This last point connects the obtuse triangle to the full set of properties of a triangle — the same angle-and-side relationships, read in the obtuse regime.

Where Students Trip Up on Obtuse Triangles

Mistake 1: Comparing a side to a sum of squares

Where it slips in: Using the side test with all three side lengths in hand.

Don't do this: Compare $a^2 + b^2$ to the longest side $c$ instead of to $c^2$.

The correct way: Square every side. Compare $a^2 + b^2$ with $c^2$ — squares against squares, never a square against a raw length.

A specific habit fixes this: write all three squares in a row first ($a^2$, $b^2$, $c^2$), and only then compare. Students who skip straight to the inequality are the ones who quietly drop a square. The first-instinct error here is comparing $a^2 + b^2$ to $c$ rather than $c^2$ — once the three squares are written out, the mismatch is obvious.

Mistake 2: Assuming the height is always inside the triangle

Where it slips in: Finding the area of an obtuse triangle from a base and height.

Don't do this: Insist the perpendicular height must land between the two base vertices.

The correct way: Allow the foot of the altitude to fall outside the base, on its extension, when the height is dropped from an acute vertex. The height is still the perpendicular distance; it just lives outside the figure.

This is the point I had to slow down on myself when I first taught it — the picture fights the intuition. The memorizer who learned "height goes straight down inside the triangle" is exactly the student who freezes on an obtuse figure, because that mental rule was never the real definition.

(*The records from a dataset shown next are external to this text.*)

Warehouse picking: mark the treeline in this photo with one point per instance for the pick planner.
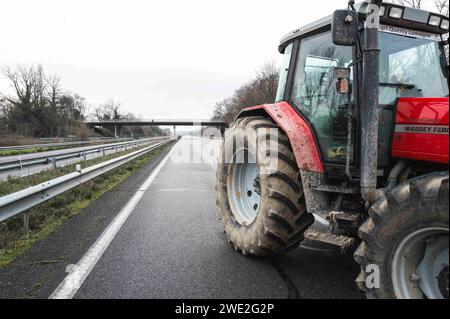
(39, 106)
(261, 89)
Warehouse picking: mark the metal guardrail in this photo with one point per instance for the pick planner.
(17, 162)
(61, 144)
(20, 202)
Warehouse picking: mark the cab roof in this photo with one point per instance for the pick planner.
(411, 18)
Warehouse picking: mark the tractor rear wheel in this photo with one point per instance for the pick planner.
(263, 210)
(406, 238)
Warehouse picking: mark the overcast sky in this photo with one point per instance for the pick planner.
(161, 59)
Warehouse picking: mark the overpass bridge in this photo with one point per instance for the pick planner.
(119, 123)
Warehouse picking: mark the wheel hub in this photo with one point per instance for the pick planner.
(245, 190)
(420, 265)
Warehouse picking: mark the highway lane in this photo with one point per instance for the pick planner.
(172, 245)
(33, 169)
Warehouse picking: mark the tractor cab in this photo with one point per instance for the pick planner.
(358, 140)
(412, 64)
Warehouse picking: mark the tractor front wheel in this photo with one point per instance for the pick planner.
(259, 191)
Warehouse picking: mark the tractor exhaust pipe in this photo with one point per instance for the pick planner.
(370, 105)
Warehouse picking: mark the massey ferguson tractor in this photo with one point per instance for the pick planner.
(358, 137)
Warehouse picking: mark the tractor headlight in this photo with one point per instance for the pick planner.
(434, 21)
(396, 13)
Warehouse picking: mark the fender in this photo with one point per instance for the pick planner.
(298, 131)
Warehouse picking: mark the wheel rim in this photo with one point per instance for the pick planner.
(245, 189)
(420, 265)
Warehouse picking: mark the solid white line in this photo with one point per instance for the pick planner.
(321, 220)
(73, 281)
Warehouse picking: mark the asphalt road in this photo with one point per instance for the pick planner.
(34, 169)
(171, 245)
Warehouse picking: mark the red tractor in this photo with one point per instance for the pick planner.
(359, 137)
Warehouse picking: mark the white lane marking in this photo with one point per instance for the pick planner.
(79, 272)
(321, 220)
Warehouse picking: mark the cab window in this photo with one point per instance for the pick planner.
(314, 93)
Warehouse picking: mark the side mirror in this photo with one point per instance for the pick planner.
(343, 80)
(345, 27)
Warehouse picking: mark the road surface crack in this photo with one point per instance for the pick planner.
(292, 288)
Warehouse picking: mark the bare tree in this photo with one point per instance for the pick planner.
(262, 89)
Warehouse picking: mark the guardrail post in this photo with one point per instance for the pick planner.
(26, 221)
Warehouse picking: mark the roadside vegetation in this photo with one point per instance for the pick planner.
(35, 104)
(45, 218)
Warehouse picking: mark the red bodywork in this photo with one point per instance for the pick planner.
(422, 130)
(299, 133)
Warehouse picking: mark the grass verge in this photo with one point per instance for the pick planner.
(45, 218)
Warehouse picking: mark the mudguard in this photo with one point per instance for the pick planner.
(298, 131)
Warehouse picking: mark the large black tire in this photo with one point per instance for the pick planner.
(416, 204)
(282, 217)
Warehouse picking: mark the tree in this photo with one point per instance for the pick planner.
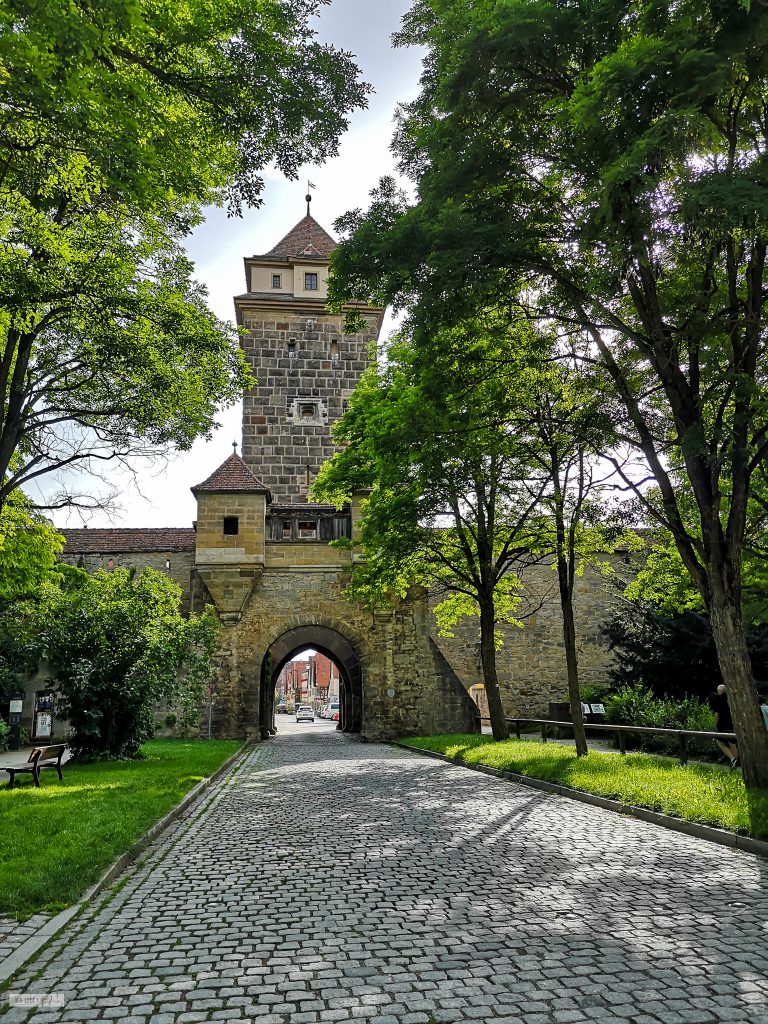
(448, 508)
(652, 643)
(29, 545)
(606, 165)
(115, 354)
(568, 430)
(120, 120)
(165, 100)
(117, 646)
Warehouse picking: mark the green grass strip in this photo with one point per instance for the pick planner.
(58, 840)
(706, 794)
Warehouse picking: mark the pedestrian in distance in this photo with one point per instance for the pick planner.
(724, 723)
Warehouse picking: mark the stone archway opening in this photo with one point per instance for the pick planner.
(326, 641)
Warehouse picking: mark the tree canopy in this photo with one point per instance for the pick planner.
(603, 167)
(117, 645)
(120, 121)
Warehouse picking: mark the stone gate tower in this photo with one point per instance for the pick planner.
(262, 552)
(305, 366)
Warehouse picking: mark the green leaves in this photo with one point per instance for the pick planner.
(117, 646)
(121, 120)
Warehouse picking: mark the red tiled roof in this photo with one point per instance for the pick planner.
(118, 541)
(306, 239)
(232, 475)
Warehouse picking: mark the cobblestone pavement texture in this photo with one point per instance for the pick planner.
(332, 881)
(13, 933)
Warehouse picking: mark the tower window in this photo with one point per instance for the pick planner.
(308, 411)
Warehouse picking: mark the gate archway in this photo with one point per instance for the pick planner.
(333, 645)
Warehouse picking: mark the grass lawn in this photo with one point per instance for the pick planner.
(58, 840)
(700, 793)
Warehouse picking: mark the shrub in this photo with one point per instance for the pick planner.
(673, 654)
(636, 705)
(118, 646)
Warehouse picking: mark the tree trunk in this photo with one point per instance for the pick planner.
(728, 632)
(489, 677)
(571, 658)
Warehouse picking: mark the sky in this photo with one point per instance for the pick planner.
(159, 495)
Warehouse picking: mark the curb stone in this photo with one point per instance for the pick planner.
(29, 949)
(709, 833)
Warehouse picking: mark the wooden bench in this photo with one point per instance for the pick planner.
(40, 757)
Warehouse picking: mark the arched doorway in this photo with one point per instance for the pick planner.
(333, 645)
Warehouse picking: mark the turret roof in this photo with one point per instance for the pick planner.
(307, 239)
(232, 475)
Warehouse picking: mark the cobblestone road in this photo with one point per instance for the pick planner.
(332, 881)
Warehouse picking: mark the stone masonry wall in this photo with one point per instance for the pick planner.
(323, 367)
(404, 690)
(531, 660)
(180, 570)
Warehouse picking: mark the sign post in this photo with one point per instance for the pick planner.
(14, 721)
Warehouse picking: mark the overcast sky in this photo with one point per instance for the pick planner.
(364, 28)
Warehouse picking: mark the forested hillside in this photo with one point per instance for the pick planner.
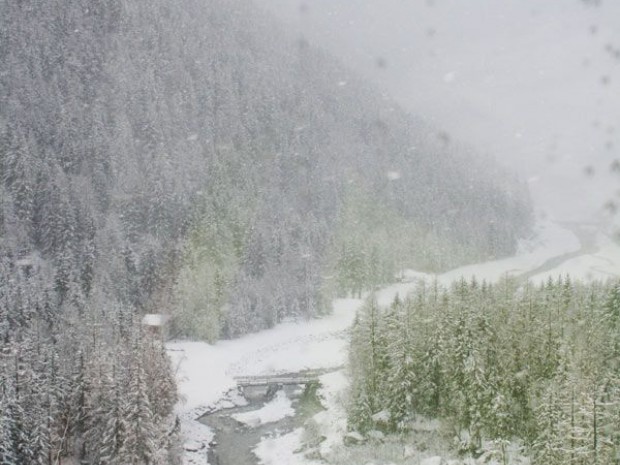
(191, 158)
(504, 367)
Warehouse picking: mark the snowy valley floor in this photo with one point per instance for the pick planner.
(206, 372)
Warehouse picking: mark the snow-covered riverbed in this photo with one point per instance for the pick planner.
(206, 372)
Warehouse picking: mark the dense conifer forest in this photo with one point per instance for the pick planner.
(500, 365)
(191, 158)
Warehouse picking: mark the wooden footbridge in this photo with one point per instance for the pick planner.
(277, 380)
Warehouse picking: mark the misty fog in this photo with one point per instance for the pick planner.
(535, 84)
(295, 232)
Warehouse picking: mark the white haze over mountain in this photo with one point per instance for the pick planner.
(536, 84)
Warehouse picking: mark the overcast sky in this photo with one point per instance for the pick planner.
(535, 83)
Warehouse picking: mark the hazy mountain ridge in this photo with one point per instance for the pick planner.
(191, 157)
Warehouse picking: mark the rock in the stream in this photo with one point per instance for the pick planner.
(193, 446)
(376, 435)
(432, 461)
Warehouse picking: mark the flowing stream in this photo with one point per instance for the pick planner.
(234, 441)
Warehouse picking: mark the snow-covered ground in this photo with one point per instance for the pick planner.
(206, 372)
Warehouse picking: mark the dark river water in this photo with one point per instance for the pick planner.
(235, 441)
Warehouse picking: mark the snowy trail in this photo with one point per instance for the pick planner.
(589, 246)
(206, 372)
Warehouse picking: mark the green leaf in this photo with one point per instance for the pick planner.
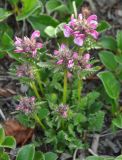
(110, 83)
(6, 43)
(94, 158)
(41, 22)
(9, 142)
(96, 121)
(2, 135)
(13, 2)
(119, 40)
(118, 121)
(42, 113)
(79, 118)
(108, 42)
(29, 7)
(108, 59)
(38, 156)
(44, 65)
(99, 158)
(50, 156)
(119, 158)
(4, 156)
(51, 5)
(118, 58)
(4, 14)
(50, 31)
(27, 152)
(103, 26)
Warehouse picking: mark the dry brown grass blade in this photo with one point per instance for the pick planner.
(18, 131)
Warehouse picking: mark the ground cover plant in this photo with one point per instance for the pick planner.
(63, 48)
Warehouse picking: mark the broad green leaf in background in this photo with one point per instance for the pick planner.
(96, 121)
(27, 152)
(119, 158)
(4, 156)
(56, 5)
(9, 142)
(50, 156)
(110, 83)
(50, 31)
(103, 26)
(119, 40)
(42, 113)
(39, 156)
(108, 42)
(4, 14)
(29, 7)
(118, 58)
(108, 59)
(79, 118)
(13, 2)
(6, 43)
(5, 28)
(41, 22)
(118, 121)
(99, 158)
(51, 5)
(2, 135)
(94, 158)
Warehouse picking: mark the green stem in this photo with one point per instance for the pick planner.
(33, 86)
(79, 88)
(65, 87)
(39, 82)
(39, 121)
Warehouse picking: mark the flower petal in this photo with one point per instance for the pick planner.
(39, 45)
(78, 40)
(35, 34)
(67, 31)
(94, 34)
(92, 17)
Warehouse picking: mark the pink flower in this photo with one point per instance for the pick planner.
(65, 57)
(28, 45)
(75, 55)
(86, 57)
(92, 21)
(60, 61)
(35, 34)
(26, 105)
(85, 61)
(93, 33)
(63, 110)
(67, 31)
(79, 39)
(25, 70)
(69, 75)
(70, 63)
(80, 28)
(56, 52)
(63, 47)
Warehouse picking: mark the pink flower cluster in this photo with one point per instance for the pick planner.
(65, 56)
(26, 104)
(80, 28)
(63, 110)
(25, 70)
(28, 45)
(85, 61)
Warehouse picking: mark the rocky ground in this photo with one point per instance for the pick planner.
(103, 144)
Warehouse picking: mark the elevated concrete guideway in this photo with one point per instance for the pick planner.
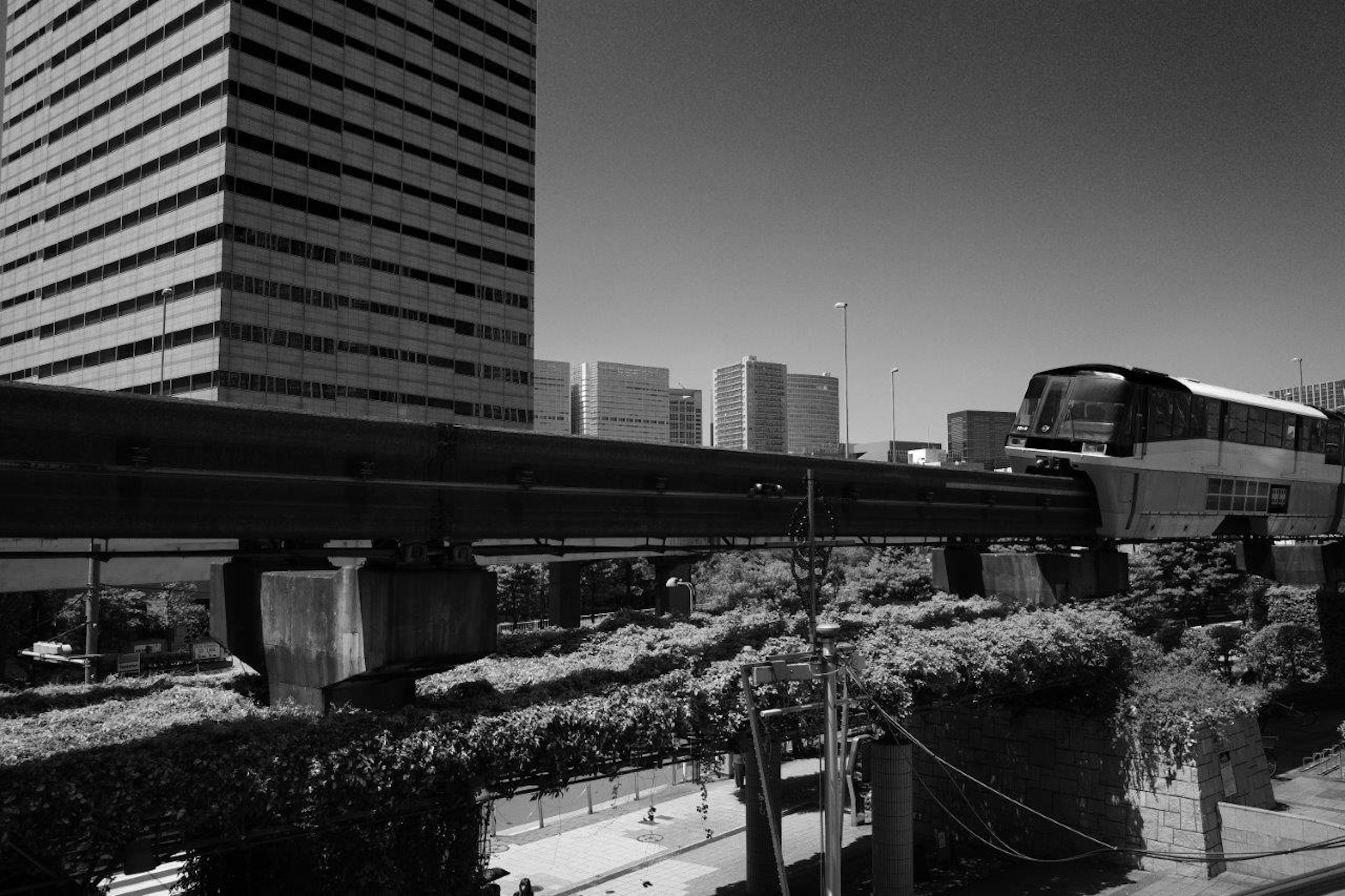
(80, 463)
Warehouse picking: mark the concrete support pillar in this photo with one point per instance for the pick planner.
(1331, 618)
(236, 603)
(894, 825)
(563, 597)
(668, 568)
(349, 635)
(763, 878)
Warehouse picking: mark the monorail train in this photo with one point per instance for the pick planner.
(1176, 458)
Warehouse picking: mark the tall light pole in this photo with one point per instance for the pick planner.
(845, 349)
(163, 337)
(894, 452)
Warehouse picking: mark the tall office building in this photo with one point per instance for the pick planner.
(621, 401)
(813, 415)
(750, 407)
(977, 438)
(322, 206)
(1323, 395)
(685, 416)
(552, 397)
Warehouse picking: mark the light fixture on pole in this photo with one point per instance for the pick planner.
(845, 350)
(894, 451)
(166, 297)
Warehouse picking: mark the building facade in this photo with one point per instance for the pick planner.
(320, 206)
(552, 397)
(813, 415)
(750, 407)
(621, 401)
(1329, 396)
(977, 438)
(685, 418)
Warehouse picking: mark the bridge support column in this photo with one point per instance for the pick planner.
(894, 820)
(236, 603)
(1308, 564)
(564, 595)
(668, 568)
(762, 871)
(361, 635)
(1042, 579)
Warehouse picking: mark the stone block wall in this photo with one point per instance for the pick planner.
(1072, 769)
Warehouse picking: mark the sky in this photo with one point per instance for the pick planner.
(994, 188)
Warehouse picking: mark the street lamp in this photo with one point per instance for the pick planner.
(845, 349)
(166, 297)
(894, 451)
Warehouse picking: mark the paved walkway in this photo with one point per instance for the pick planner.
(697, 847)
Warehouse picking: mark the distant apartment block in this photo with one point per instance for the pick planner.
(685, 416)
(750, 405)
(318, 206)
(888, 451)
(813, 415)
(977, 438)
(1329, 396)
(619, 401)
(552, 397)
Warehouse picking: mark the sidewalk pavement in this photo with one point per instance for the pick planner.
(695, 847)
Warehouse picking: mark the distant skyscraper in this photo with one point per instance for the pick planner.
(977, 438)
(621, 401)
(685, 418)
(813, 414)
(750, 407)
(552, 397)
(1323, 395)
(303, 205)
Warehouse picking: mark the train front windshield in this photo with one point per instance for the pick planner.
(1086, 408)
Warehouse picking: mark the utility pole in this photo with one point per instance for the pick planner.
(92, 611)
(832, 767)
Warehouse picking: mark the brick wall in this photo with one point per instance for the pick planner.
(1072, 769)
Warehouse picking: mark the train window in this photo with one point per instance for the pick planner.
(1276, 430)
(1255, 426)
(1160, 415)
(1214, 414)
(1235, 427)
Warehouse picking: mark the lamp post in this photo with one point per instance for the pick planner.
(845, 350)
(892, 454)
(163, 337)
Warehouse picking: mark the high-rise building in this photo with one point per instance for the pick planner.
(750, 407)
(621, 401)
(685, 416)
(322, 206)
(813, 415)
(552, 397)
(1323, 395)
(977, 438)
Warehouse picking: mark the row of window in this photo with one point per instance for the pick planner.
(329, 346)
(271, 196)
(280, 60)
(1176, 415)
(287, 292)
(442, 43)
(119, 100)
(271, 103)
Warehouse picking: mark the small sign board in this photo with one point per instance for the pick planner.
(204, 650)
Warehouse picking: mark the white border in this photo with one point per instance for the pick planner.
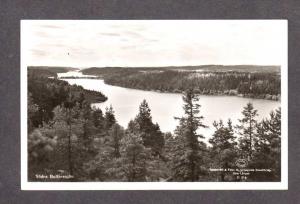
(283, 185)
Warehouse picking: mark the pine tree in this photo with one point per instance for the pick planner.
(109, 118)
(68, 127)
(150, 132)
(223, 150)
(247, 130)
(188, 161)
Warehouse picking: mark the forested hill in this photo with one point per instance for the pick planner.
(241, 80)
(207, 68)
(47, 93)
(49, 71)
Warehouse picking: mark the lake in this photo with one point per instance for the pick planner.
(165, 106)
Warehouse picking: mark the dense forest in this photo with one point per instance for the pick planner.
(70, 141)
(256, 82)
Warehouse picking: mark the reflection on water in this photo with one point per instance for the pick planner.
(165, 106)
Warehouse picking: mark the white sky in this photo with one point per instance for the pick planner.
(123, 43)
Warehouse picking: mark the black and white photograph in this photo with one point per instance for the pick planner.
(153, 104)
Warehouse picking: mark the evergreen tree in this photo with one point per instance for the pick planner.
(115, 136)
(150, 132)
(68, 127)
(223, 150)
(247, 130)
(32, 110)
(188, 161)
(109, 118)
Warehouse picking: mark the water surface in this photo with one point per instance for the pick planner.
(165, 106)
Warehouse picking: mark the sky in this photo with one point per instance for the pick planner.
(150, 43)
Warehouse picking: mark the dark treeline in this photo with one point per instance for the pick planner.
(44, 94)
(254, 84)
(80, 143)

Mistake 3: Thinking a triangle can have two obtuse (or an obtuse plus a right) angle

Where it slips in: Building or checking a triangle from its angles.

Don't do this: Allow two angles above 90°, or one obtuse and one right angle.

The correct way: Remember the 180° cap. One obtuse angle (say 100°) already leaves under 80° for the other two combined — a second 90°-plus angle is impossible.

Key Takeaways

  • An obtuse triangle has exactly one angle greater than 90°, and the longest side sits opposite it.

  • The side test identifies one fast: a triangle is obtuse when $c^2 > a^2 + b^2$ for the longest side $c$.

  • Area comes from $\tfrac{1}{2}bh$ or, when only the three sides are known, from Heron's formula.

  • The most common error is comparing a side to a sum of squares — always square every term first.

  • Unlike acute triangles, the circumcenter and orthocenter of an obtuse triangle lie outside the figure.

A Practical Next Step

Practice these problems to solidify your understanding. Take three lengths — try 7, 8, and 12 — and run the side test; then try 5, 12, 13 and notice it lands exactly on a right angle. If you get stuck on which side is $c$, return to "How Do You Know If a Triangle Is Obtuse?" and pick the longest side first, every time.

Want a live Bhanzu trainer to walk through more obtuse-triangle problems? Book a free demo class.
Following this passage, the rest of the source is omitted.